With Christ, though, I can let go. I can let go of the need to be perfect. I can let go of the desire to be normal. I can let go of it all. I am sick. That’s ok. I am tired. That’s ok. I am in pain. That’s ok. It’s nothing to be ashamed of. It’s nothing to be proud of, either.
I’m not perfect on the outside or the inside. I have nothing left to prove, nothing left of myself to give. That’s ok. I have Christ. When I stop being ashamed or proud and just let myself be weak, my artifices and facades can slip away. When I am weak, he can be strong.

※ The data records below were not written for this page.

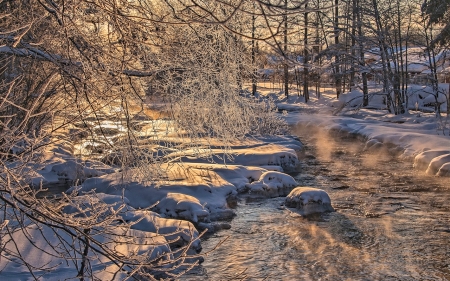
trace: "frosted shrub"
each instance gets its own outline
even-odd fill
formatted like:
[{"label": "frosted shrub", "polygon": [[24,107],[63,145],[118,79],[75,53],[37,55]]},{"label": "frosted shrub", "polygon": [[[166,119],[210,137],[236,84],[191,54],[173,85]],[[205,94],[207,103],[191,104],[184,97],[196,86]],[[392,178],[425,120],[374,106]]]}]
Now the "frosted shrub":
[{"label": "frosted shrub", "polygon": [[249,135],[286,132],[273,101],[242,94],[240,84],[250,76],[251,67],[245,46],[235,35],[220,26],[177,34],[182,34],[177,37],[180,44],[172,44],[168,52],[176,54],[183,69],[172,71],[161,84],[180,136],[194,145],[215,139],[226,147]]}]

I started this blog to write about finding beauty in imperfection. I used my freckles as an example of that quest. Since moving to Taiwan, my freckles have been getting even more attention. My kids always want to know why I have so many dots on me. I don’t think they find them beautiful. They find them strange. I could let that bother me, but it’s ok. I’ve let go. I don’t need to have perfect looks anymore. I’m content.
I’m only now just learning, though, how to be content with my physical weakness. Being weaker and tireder than others isn’t so ok with me. I’ve been the weird one in looks and personality as long as I’ve been the one with the weird physical weakness. I’m ok with the first two weirdnesses, but I’m still holding onto that last one.
I think it’s time that stopped. I’ve actually always been able to find beauty in my pain. I’ve just too often let my shame or pride alternately drown the beauty out. It’s time to let go. God’s strength, not mine, is made perfect in my weakness. Because of my pain, I’m drawing closer to Christ. I think that’s the most beautiful thing of all.